# PortLLM: Personalizing Evolving Large Language Models with Training-Free and Portable Model Patches

## Overview 
As large language models (LLMs) increasingly shape the AI landscape, fine-tuning pretrained models has become more popular than in the pre-LLM era for achieving optimal performance in domain-specific tasks. However, pretrained LLMs such as ChatGPT are periodically evolved (i.e., model parameters are frequently updated) making it challenging for downstream users with limited resources to keep up with fine-tuning the newest LLMs for their domain application. Even though fine-tuning costs have nowadays been reduced thanks to the innovations of parameter-efficient fine-tuning such as LoRA, not all downstream users have adequate computing for frequent personalization. Moreover, access to fine-tuning datasets, particularly in sensitive domains such as healthcare, could be time-restrictive, making it crucial to retain the knowledge encoded in earlier fine-tuned rounds for future adaptation. In this paper, we present PORTLLM, a training-free framework that (i) creates an initial lightweight model update patch to capture domain-specific knowledge, and (ii) allows a subsequent seamless plugging for the continual personalization of evolved LLM at minimal cost.
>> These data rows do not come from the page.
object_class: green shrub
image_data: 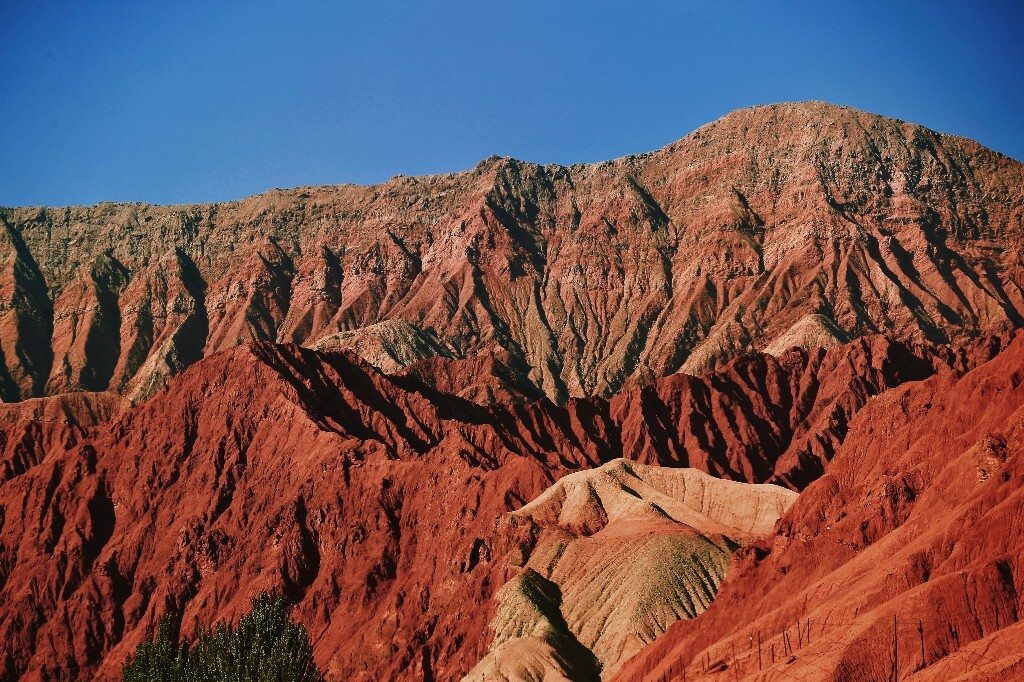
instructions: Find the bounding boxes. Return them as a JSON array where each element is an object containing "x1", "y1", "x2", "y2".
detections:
[{"x1": 122, "y1": 592, "x2": 324, "y2": 682}]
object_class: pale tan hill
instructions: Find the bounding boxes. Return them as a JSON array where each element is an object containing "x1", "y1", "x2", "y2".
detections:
[{"x1": 467, "y1": 460, "x2": 797, "y2": 681}]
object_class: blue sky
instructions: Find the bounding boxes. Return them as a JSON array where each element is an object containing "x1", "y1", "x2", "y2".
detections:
[{"x1": 0, "y1": 0, "x2": 1024, "y2": 206}]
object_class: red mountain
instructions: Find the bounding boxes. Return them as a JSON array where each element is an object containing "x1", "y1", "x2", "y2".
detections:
[
  {"x1": 0, "y1": 337, "x2": 1005, "y2": 679},
  {"x1": 0, "y1": 102, "x2": 1024, "y2": 680},
  {"x1": 0, "y1": 102, "x2": 1024, "y2": 402},
  {"x1": 616, "y1": 329, "x2": 1024, "y2": 680}
]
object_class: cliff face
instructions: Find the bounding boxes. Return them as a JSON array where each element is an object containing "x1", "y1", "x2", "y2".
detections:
[
  {"x1": 0, "y1": 337, "x2": 1007, "y2": 679},
  {"x1": 0, "y1": 102, "x2": 1024, "y2": 402},
  {"x1": 617, "y1": 337, "x2": 1024, "y2": 680}
]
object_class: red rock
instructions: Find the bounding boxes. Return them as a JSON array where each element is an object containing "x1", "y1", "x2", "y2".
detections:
[
  {"x1": 616, "y1": 336, "x2": 1024, "y2": 680},
  {"x1": 0, "y1": 337, "x2": 1004, "y2": 679},
  {"x1": 0, "y1": 102, "x2": 1024, "y2": 402}
]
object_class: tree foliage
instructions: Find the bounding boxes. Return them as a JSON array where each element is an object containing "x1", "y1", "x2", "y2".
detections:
[{"x1": 122, "y1": 592, "x2": 324, "y2": 682}]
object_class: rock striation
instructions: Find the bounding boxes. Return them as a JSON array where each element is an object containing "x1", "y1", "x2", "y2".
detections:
[
  {"x1": 0, "y1": 336, "x2": 1014, "y2": 680},
  {"x1": 466, "y1": 460, "x2": 797, "y2": 682},
  {"x1": 0, "y1": 102, "x2": 1024, "y2": 403},
  {"x1": 616, "y1": 337, "x2": 1024, "y2": 680}
]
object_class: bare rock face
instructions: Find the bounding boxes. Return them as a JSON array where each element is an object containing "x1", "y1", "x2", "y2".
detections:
[
  {"x1": 0, "y1": 331, "x2": 1010, "y2": 680},
  {"x1": 616, "y1": 336, "x2": 1024, "y2": 680},
  {"x1": 0, "y1": 102, "x2": 1024, "y2": 403},
  {"x1": 466, "y1": 460, "x2": 797, "y2": 681}
]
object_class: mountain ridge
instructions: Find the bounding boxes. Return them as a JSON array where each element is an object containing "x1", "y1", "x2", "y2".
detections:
[{"x1": 0, "y1": 102, "x2": 1024, "y2": 402}]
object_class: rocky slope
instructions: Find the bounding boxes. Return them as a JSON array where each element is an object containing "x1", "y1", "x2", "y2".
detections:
[
  {"x1": 0, "y1": 102, "x2": 1024, "y2": 403},
  {"x1": 617, "y1": 337, "x2": 1024, "y2": 680},
  {"x1": 466, "y1": 460, "x2": 797, "y2": 682},
  {"x1": 0, "y1": 337, "x2": 1010, "y2": 680}
]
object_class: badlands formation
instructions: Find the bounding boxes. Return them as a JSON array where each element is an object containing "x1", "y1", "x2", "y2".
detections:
[{"x1": 0, "y1": 102, "x2": 1024, "y2": 680}]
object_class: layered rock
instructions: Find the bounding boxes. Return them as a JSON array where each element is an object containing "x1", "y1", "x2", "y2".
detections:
[
  {"x1": 617, "y1": 337, "x2": 1024, "y2": 680},
  {"x1": 0, "y1": 333, "x2": 1007, "y2": 679},
  {"x1": 466, "y1": 460, "x2": 797, "y2": 681},
  {"x1": 0, "y1": 102, "x2": 1024, "y2": 402}
]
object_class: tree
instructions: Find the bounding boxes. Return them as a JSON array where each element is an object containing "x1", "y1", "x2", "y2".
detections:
[{"x1": 122, "y1": 592, "x2": 324, "y2": 682}]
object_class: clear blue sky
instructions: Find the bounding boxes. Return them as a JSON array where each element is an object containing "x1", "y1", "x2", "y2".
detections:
[{"x1": 0, "y1": 0, "x2": 1024, "y2": 206}]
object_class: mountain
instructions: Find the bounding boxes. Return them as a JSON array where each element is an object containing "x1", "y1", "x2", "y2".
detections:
[
  {"x1": 616, "y1": 336, "x2": 1024, "y2": 680},
  {"x1": 0, "y1": 102, "x2": 1024, "y2": 403},
  {"x1": 0, "y1": 102, "x2": 1024, "y2": 681},
  {"x1": 0, "y1": 329, "x2": 1012, "y2": 680},
  {"x1": 466, "y1": 460, "x2": 797, "y2": 682}
]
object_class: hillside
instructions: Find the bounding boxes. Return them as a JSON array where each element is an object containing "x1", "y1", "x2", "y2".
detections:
[{"x1": 0, "y1": 102, "x2": 1024, "y2": 403}]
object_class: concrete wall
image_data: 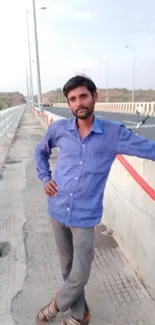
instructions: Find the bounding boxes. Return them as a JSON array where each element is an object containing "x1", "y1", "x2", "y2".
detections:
[
  {"x1": 31, "y1": 105, "x2": 155, "y2": 297},
  {"x1": 54, "y1": 102, "x2": 155, "y2": 116},
  {"x1": 102, "y1": 157, "x2": 155, "y2": 297}
]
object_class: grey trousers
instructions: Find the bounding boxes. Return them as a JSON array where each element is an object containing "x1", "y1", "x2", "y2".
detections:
[{"x1": 51, "y1": 218, "x2": 94, "y2": 319}]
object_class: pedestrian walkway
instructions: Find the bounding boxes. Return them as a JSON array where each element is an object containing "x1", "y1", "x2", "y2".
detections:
[{"x1": 0, "y1": 111, "x2": 155, "y2": 325}]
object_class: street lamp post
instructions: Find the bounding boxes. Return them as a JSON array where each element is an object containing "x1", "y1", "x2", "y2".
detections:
[
  {"x1": 100, "y1": 60, "x2": 109, "y2": 103},
  {"x1": 32, "y1": 0, "x2": 43, "y2": 111},
  {"x1": 26, "y1": 10, "x2": 34, "y2": 106},
  {"x1": 25, "y1": 64, "x2": 30, "y2": 105},
  {"x1": 125, "y1": 46, "x2": 135, "y2": 104},
  {"x1": 106, "y1": 62, "x2": 109, "y2": 103}
]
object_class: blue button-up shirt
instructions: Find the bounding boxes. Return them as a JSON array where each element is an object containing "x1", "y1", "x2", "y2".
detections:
[{"x1": 35, "y1": 118, "x2": 155, "y2": 228}]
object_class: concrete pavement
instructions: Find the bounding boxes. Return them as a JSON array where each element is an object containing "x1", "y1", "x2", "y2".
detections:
[{"x1": 0, "y1": 111, "x2": 155, "y2": 325}]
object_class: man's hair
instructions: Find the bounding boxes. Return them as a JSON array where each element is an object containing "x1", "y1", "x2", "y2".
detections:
[{"x1": 63, "y1": 75, "x2": 97, "y2": 97}]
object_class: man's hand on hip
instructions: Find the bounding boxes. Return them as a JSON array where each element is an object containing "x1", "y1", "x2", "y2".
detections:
[{"x1": 44, "y1": 181, "x2": 58, "y2": 196}]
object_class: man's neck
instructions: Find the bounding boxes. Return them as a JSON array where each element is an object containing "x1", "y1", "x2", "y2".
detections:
[{"x1": 77, "y1": 114, "x2": 94, "y2": 138}]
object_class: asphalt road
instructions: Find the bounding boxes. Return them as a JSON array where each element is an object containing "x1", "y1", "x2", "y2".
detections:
[{"x1": 44, "y1": 106, "x2": 155, "y2": 141}]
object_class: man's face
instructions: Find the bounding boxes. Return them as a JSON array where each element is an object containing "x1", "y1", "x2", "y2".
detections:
[{"x1": 67, "y1": 86, "x2": 97, "y2": 120}]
Our extensive experiments cover a series of seven representative datasets, from easier question-answering tasks {BoolQ, SST2} to harder reasoning tasks {WinoGrande, GSM8K}, and models including {Mistral-7B, Llama2, Llama3.1, and Gemma2}, validating the portability of our designed model patches and showcasing the effectiveness of our proposed framework. For instance, PORTLLM achieves comparable performance to LoRA fine-tuning with reductions of upto 12.21× in GPU Memory. Finally, we provide theoretical justifications to understand the portability of our model update patches, which offers new insights into the theoretical dimension of large language models’ personalization.

## Setup
```shell
conda create -n portllm python=3.10 -y && conda activate portllm
pip3 install -r requirements.txt
git clone --depth 1 https://github.com/EleutherAI/lm-evaluation-harness
cd lm-evaluation-harness
pip install -e .
cd ..
``` 

## Usage 

**Note** : To fine-tune and use any of the models used in the paper, please make an account on huggingface, and sign in with your token using the huggingface CLI. If you would like to work with local models, this is not necessary.

### Fine-tuning on Downstream tasks 

Replace {dataset} with downstream task you would like to fine-tune on.
```shell
accelerate launch scripts/run_{dataset}.py --max_length=256 --batch_size=4 --num_workers=8 --model_name_or_path="mistralai/Mistral-7B-v0.1" --rank=8 --lora_alpha=16 --lora_dropout=0.1 --lr=1e-4 --num_epochs=10 --seed=1234 --output_dir={OUTPUT_DIR}
```

For example if you would like to reproduce the results on BoolQ for Mistral-7B, you can fine-tune it with the following command

```shell
accelerate launch scripts/run_boolq.py --max_length=256 --batch_size=4 --num_workers=8 --model_name_or_path="mistralai/Mistral-7B-v0.1" --rank=8 --lora_alpha=16 --lora_dropout=0.1 --lr=1e-4 --num_epochs=10 --seed=1234 --output_dir={OUTPUT_DIR}
```
where OUTPUT_DIR is where you would like to store the model adapter. To see all the possible datasets you can fine-tune on please check the scripts folder. 

### Continued Pretraining 

For Continued Pretraining we utilize the Axolotl framework. The config files are under configs folder for Axolotl.

### Evaluation 

To evaluate a model without its adapter on any dataset simply run the following command 

```shell
accelerate launch -m lm_eval --model hf --model_args "pretrained={MODEL}" --tasks "{TASKS}" --num_fewshot 0 --batch_size 32
```
by replacing the {MODEL} with the model of your choice and {TASKS} by the task you would like to evaluate on. For example if you would like to evaluate Mistral-7B on GSM8K simply do the following
```shell
accelerate launch -m lm_eval --model hf --model_args "pretrained=mistralai/Mistral-7B-v0.1" --tasks "gsm8k" --num_fewshot 0 --batch_size 32
```

If you would like to also evaluate the adapter performance run the following command
```shell
accelerate launch -m lm_eval --model hf --model_args "pretrained=mistralai/Mistral-7B-v0.1,peft={PEFT}" --tasks "gsm8k" --num_fewshot 0 --batch_size 32
```
where you can replace {PEFT} with the adapter weights. 

### Merge Adapters 
To merge adapters with the model itself please run the following command 
```shell
python3 merge_adapters.py --base_model_name_or_path {BASE_MODEL} \ 
    --peft_model_path {PEFT_MODEL} \ 
    --output_dir {OUTPUT_DIR} \ 
    --push_to_hub
```
where you can replace the {BASE_MODEL}, {PEFT_MODEL}, and {OUTPUT_DIR} with your choice.